Optimierte Haltungsbedingungen und Fütterung unterstützen die Therapie

So vielfältig und unterschiedlich die möglichen Krankheitsbilder sind, so umfangreich sind auch die vorherrschenden Symptome des Pferdes. Während das eine Pferd mit einer Hufrehe reagiert, zeigt ein anderes Hautentzündungen mit starkem Juckreiz. In der ganzheitlichen Betrachtung, geben Experten jedoch zu bedenken, dass die Gründe dafür identisch sein können. Auch das individuelle Verhalten des Pferdes ist bei der Anamnese zu beachten. Daher empfiehlt sich ein gründlicher Blick auf Fütterung und Haltung. Selbst wenn Fütterung und Haltung nicht im kausalen Zusammenhang mit der Erkrankung stehen, kann eine fachkundige Optimierung dennoch einen positiven Einfluss auf die Genesung nehmen.

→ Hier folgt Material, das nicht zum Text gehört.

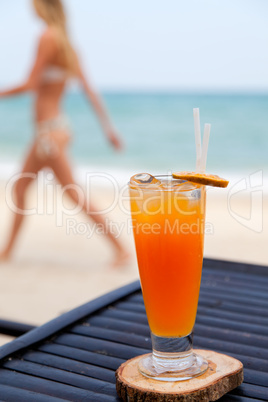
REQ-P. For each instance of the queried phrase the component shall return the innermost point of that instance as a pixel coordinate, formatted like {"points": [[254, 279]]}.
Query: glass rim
{"points": [[148, 187]]}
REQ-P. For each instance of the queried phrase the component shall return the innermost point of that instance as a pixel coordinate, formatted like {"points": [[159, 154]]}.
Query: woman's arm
{"points": [[46, 50], [100, 111]]}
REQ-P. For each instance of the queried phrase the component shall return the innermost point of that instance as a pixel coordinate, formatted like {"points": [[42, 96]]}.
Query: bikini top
{"points": [[55, 74]]}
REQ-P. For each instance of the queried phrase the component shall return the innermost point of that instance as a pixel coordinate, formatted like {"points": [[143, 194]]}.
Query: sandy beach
{"points": [[56, 266]]}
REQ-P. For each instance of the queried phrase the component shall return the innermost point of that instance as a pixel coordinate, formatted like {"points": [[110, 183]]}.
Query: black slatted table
{"points": [[74, 357]]}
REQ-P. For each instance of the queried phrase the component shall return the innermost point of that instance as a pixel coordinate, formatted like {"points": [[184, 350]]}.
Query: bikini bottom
{"points": [[47, 146]]}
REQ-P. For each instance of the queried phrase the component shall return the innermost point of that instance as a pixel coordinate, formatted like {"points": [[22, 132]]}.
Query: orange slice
{"points": [[202, 178]]}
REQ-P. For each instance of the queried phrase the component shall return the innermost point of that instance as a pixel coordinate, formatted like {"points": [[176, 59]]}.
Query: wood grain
{"points": [[224, 374]]}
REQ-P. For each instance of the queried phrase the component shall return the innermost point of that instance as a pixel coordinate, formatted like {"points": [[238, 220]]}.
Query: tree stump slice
{"points": [[224, 373]]}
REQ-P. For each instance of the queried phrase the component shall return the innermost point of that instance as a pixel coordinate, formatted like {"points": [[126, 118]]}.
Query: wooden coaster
{"points": [[224, 373]]}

Frühzeitiges Handeln dank guter Beobachtung des Pferdes

Wer das eigene Pferd gut beobachtet und kennt, kann schon lange vor dem Auftreten von charakteristischen Krankheitssymptomen erste Veränderungen im Fell oder an Haut und Hufen erkennen. Dieses wird oftmals zu Zeiten des Fellwechsels besonders deutlich. Wer dann sofort reagiert, kann größere Schäden oft noch verhindern.